R_h Distribution Assay by DLS

Using the cuvette-based system, the raw cell-culture supernatant was assayed for the hydrodynamic radius distributions in the sample (see Figure 7). The supernatant was centrifuged at 14,000 rpm for 5 minutes to remove any large particles or dust that might be present. DLS technology is very sensitive to large particles and can cause errors when analyzing in the batch mode unless this centrifugation takes place. After centrifugation, 100 µl of the sample is placed in the cuvette for analysis. The sample showed a bimodal distribution of nanoparticles consisting of materials at 7.36 nm and a broad distribution of aggregates centered at 78 nm (see Figures 8 and 9).
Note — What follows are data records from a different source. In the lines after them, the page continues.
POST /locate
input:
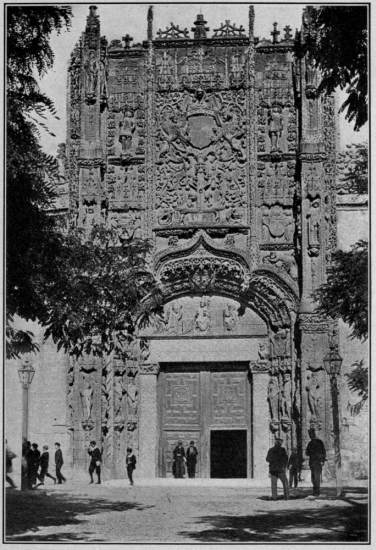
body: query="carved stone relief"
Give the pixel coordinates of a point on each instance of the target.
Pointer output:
(277, 224)
(204, 316)
(201, 151)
Figure 7. The PDDLS/batch molecular size analysis system measures R_h and R_h distributions in a cuvette-based unit. Only 100 µl of sample is needed. The instrument range is from 1.0 to 1000 nm.
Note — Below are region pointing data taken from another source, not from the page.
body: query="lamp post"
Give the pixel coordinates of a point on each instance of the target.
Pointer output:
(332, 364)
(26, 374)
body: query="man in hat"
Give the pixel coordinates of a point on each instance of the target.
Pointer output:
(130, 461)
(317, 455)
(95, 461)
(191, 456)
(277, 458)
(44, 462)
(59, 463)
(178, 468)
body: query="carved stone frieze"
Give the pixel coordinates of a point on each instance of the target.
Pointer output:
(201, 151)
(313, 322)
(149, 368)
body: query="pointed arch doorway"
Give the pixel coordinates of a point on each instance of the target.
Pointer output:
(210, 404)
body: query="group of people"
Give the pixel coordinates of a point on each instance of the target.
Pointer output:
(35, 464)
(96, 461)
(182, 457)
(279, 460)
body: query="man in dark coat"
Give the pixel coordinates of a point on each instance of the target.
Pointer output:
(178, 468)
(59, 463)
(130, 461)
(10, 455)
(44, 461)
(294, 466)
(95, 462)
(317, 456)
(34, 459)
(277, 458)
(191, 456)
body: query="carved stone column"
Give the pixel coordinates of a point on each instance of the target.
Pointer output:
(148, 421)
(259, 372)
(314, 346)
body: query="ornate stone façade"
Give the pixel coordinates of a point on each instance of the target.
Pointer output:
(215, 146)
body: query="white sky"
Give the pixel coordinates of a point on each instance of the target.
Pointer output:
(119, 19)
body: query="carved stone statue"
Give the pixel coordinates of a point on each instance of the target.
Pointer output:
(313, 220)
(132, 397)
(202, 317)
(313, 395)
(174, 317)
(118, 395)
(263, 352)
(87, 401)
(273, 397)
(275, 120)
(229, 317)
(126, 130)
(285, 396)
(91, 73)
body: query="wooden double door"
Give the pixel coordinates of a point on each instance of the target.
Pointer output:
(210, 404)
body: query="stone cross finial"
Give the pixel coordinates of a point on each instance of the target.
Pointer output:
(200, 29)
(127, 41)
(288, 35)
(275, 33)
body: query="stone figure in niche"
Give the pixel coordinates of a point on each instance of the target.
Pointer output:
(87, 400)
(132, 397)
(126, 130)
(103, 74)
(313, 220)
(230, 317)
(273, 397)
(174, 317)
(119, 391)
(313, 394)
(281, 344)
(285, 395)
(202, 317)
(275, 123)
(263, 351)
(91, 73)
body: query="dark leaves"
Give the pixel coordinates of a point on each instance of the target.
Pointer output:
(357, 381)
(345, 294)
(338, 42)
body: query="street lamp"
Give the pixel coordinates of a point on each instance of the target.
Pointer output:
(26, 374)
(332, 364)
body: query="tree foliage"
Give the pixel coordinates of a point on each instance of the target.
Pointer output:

Figure 8. The cell-culture supernatant was assayed by batch dynamic light scattering and resolved two particle size distributions at 7.36 and 78 nm. The 7.36-nm area is consistent with the R_h determined in flow mode.

Figure 9. The large aggregate area reveals a particle or molecular size distribution centered at 78 nm.
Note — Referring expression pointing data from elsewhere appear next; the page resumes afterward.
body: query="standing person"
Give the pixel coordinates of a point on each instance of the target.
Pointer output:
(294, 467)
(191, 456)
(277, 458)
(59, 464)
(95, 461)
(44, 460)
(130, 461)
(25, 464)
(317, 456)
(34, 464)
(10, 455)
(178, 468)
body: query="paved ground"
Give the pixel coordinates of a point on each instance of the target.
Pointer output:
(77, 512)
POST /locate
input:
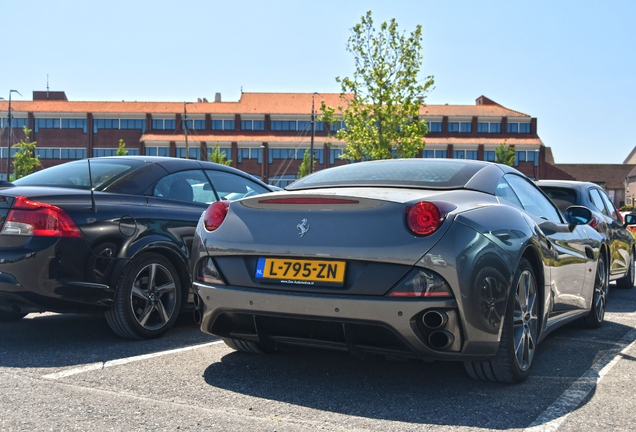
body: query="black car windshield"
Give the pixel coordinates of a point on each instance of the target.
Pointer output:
(74, 175)
(419, 173)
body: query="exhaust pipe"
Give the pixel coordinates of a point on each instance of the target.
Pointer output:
(435, 319)
(441, 339)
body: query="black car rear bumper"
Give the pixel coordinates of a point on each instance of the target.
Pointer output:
(49, 274)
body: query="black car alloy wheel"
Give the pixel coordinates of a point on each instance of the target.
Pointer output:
(148, 298)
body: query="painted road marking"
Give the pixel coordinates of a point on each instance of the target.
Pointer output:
(554, 416)
(118, 362)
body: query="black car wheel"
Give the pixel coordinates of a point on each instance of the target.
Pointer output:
(513, 360)
(599, 300)
(11, 316)
(628, 280)
(147, 300)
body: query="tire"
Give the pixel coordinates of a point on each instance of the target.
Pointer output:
(245, 346)
(517, 346)
(147, 300)
(11, 316)
(628, 280)
(599, 299)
The distribution centered at 7.36 nm is consistent with the hydrodynamic radius determined by the PD2000/DLS measurement in flow-mode for the IgG monomer. The presence of this higher-order aggregate at 78 nm is again consistent with the very early eluting materials from the SEC column. In flow mode, the DLS signal indicated a consistent reduction of hydrodynamic radius as the first peak in the chromatogram eluted (see Figure 4). Also, in this study the use of a batch DLS instrument further supported the flow-mode DLS data.

Conclusion

A combination static and dynamic laser light-scattering detector can be added to any HPLC/SEC/FPLC instrument that performs chromatographic separations of biomolecules. This high-sensitivity detection coupled with on-the-fly determination of hydrodynamic radius provides new insights for the aggregation studies of macrobiomolecules such as antibodies and proteins. Both absolute molecular weight and size (R_h) can be determined simultaneously. Combining both static and dynamic light scattering into one cell provides a new tool to obtain valuable information for research groups developing new bioprocesses. In addition, quality control operations within established bioprocesses can better ensure the quality and consistency of their process for regulatory documentation. Both flow-mode and batch DLS instruments can be used in characterizing raw cell-culture supernatants for antibody content, molecular weight, and hydrodynamic radius, all of which can be used for research and process quality control purposes.

References

1. JP Helfrich, "Dynamic Laser Light Scattering Technology for the Molecular Weight and Hydrodynamic Radius Characterization of Proteins," Pharmaceutical Laboratory 1, no. 4 (1998): 34–40.

2. JP Helfrich, "Flow-Mode Dynamic Laser Light Scattering Technology for 21st Century Biomolecular Characterization," American Biotechnology Laboratory 16, no. 11 (1998): 64–66.

3. JP Helfrich et al., "Hydrodynamic Radius Characterization of Biomolecules and Nanoparticles," American Laboratory News 31, no. 5 (1999): 6–7.

John P. Helfrich is vice president of the life science group, and William R. Jones is director of applications development, at Precision Detectors Inc. (Franklin, MA).